I've been living with Jenny for so long I sometimes wonder how I would behave if I were living on my own again. Would I still be so well-organised and domesticated, or would I be a total slut, letting everything slide into chaos and squalor?
After all this time as a couple, I really have no idea how little or how much Jenny influences me. Is she constantly changing my attitudes or do I carry on moreorless as I would have done anyway?
Before I met Jenny, I lived in a tiny bedsit that required the absolute minimum of maintenance, so it's hard to know how I would shape up if I had a whole house to look after.
Would I be so overwhelmed that I just moved into one room and ignored all the rest?
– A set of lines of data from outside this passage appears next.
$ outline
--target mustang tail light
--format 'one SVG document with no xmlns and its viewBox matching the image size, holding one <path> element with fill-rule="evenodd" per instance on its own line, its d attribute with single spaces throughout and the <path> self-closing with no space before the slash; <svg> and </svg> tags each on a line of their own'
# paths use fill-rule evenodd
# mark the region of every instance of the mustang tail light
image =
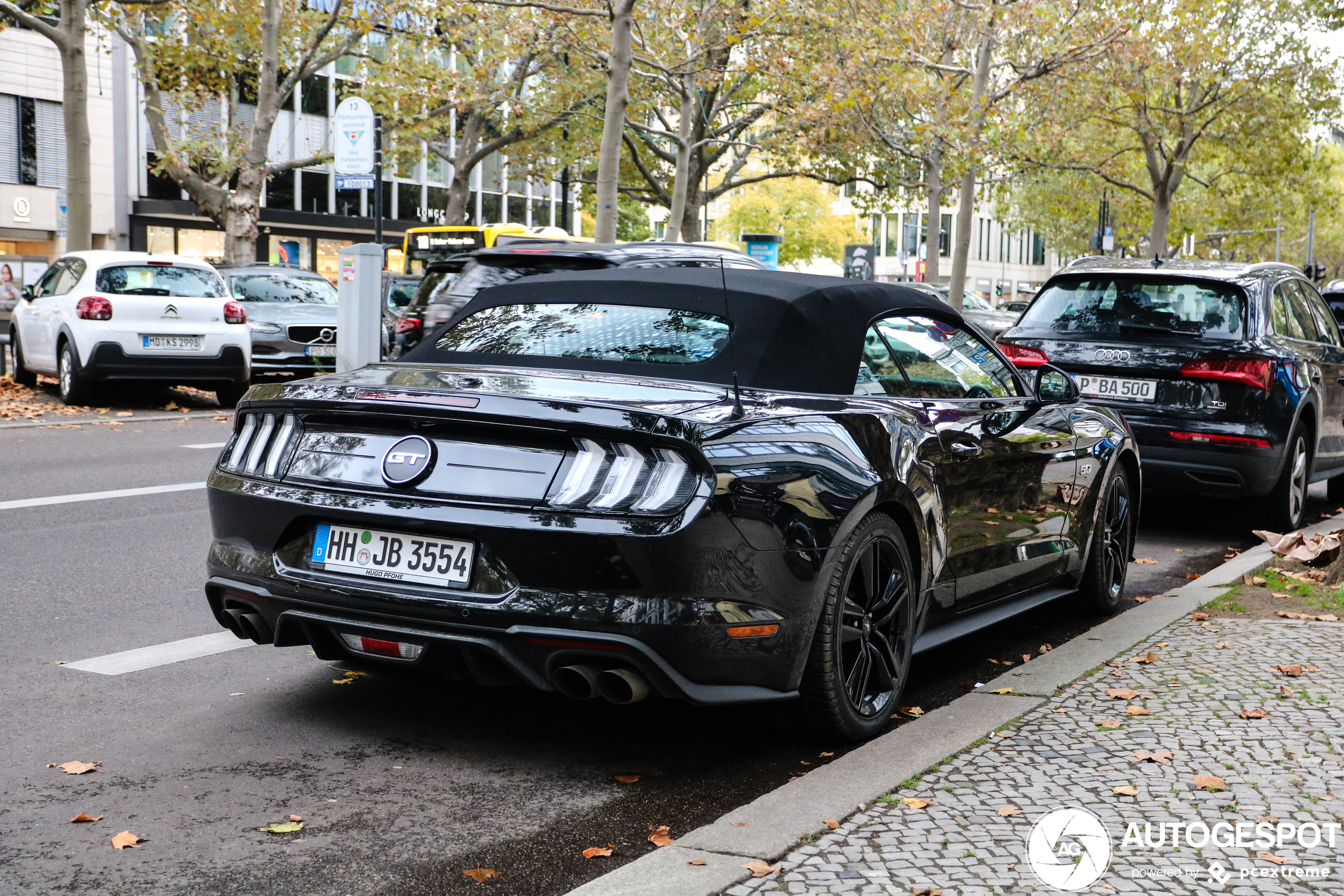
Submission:
<svg viewBox="0 0 1344 896">
<path fill-rule="evenodd" d="M 344 641 L 345 646 L 355 653 L 367 653 L 374 657 L 391 657 L 392 660 L 419 660 L 421 650 L 425 649 L 425 646 L 419 643 L 366 638 L 358 634 L 345 634 L 344 631 L 341 633 L 340 639 Z"/>
<path fill-rule="evenodd" d="M 1245 383 L 1251 388 L 1262 390 L 1273 388 L 1274 373 L 1275 364 L 1273 359 L 1269 357 L 1250 357 L 1227 361 L 1191 361 L 1180 368 L 1180 375 L 1188 379 Z"/>
<path fill-rule="evenodd" d="M 1040 367 L 1050 363 L 1050 359 L 1039 348 L 1027 348 L 1013 343 L 999 343 L 999 348 L 1013 363 L 1013 367 Z"/>
<path fill-rule="evenodd" d="M 1246 435 L 1216 435 L 1214 433 L 1168 433 L 1177 442 L 1195 442 L 1199 445 L 1228 445 L 1231 447 L 1270 447 L 1265 439 L 1253 439 Z"/>
<path fill-rule="evenodd" d="M 75 305 L 75 317 L 82 321 L 110 321 L 112 302 L 102 296 L 85 296 Z"/>
<path fill-rule="evenodd" d="M 575 450 L 548 501 L 575 510 L 668 513 L 695 493 L 691 465 L 668 449 L 637 449 L 575 439 Z"/>
<path fill-rule="evenodd" d="M 243 414 L 243 426 L 220 455 L 219 466 L 230 473 L 284 476 L 281 465 L 297 434 L 298 418 L 293 414 Z"/>
</svg>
Or I would I become ultra-houseproud and be hoovering from top to bottom at 6 am?
And would I eat properly? When Jenny worked in Glasgow for a year, we assumed she would be knocking up cordon bleu treats while I got by on snacks and packets of crisps. Oddly enough, it was the other way round and I was the one cooking decent meals.
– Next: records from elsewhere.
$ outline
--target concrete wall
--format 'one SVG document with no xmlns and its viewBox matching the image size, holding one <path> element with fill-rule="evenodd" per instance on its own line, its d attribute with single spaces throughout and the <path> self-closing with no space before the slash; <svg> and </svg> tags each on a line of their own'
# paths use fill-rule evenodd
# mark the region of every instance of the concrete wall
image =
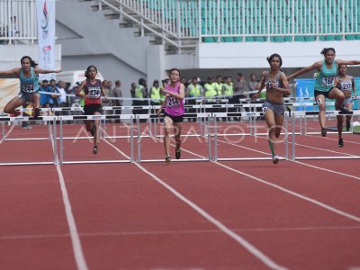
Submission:
<svg viewBox="0 0 360 270">
<path fill-rule="evenodd" d="M 360 40 L 313 42 L 199 43 L 197 68 L 267 68 L 266 57 L 278 53 L 284 68 L 308 67 L 323 58 L 323 48 L 333 47 L 340 59 L 360 59 Z"/>
<path fill-rule="evenodd" d="M 0 46 L 0 70 L 9 70 L 20 68 L 20 59 L 23 56 L 30 56 L 35 62 L 39 63 L 38 45 L 1 45 Z M 55 46 L 55 69 L 61 68 L 61 46 Z"/>
</svg>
And would I be happily socialising, looking up all my old friends and busily making new ones, or would I turn into a disgruntled hermit, refusing to answer the door and cursing humanity?
In my pre-Jenny days I was sociable enough, so I suspect the extrovert would win out over the recluse.
The fact is that if you live with someone, you do subtly modify each other's behaviour without always being aware of it. You're unconsciously motivated by the desire to look good, or be well thought-of, or make a good impression, and you may be faking it a bit. So how can I be sure what I'm really like?
Naturally I hope I never have occasion to find out. As Jenny is ten years younger than me, she's likely to outlast me. But you never can tell.
I've turned off the wordcheck. It's driving me nuts, especially the word in black and white that's virtually impossible to read. Hopefully I won't get a deluge of spam.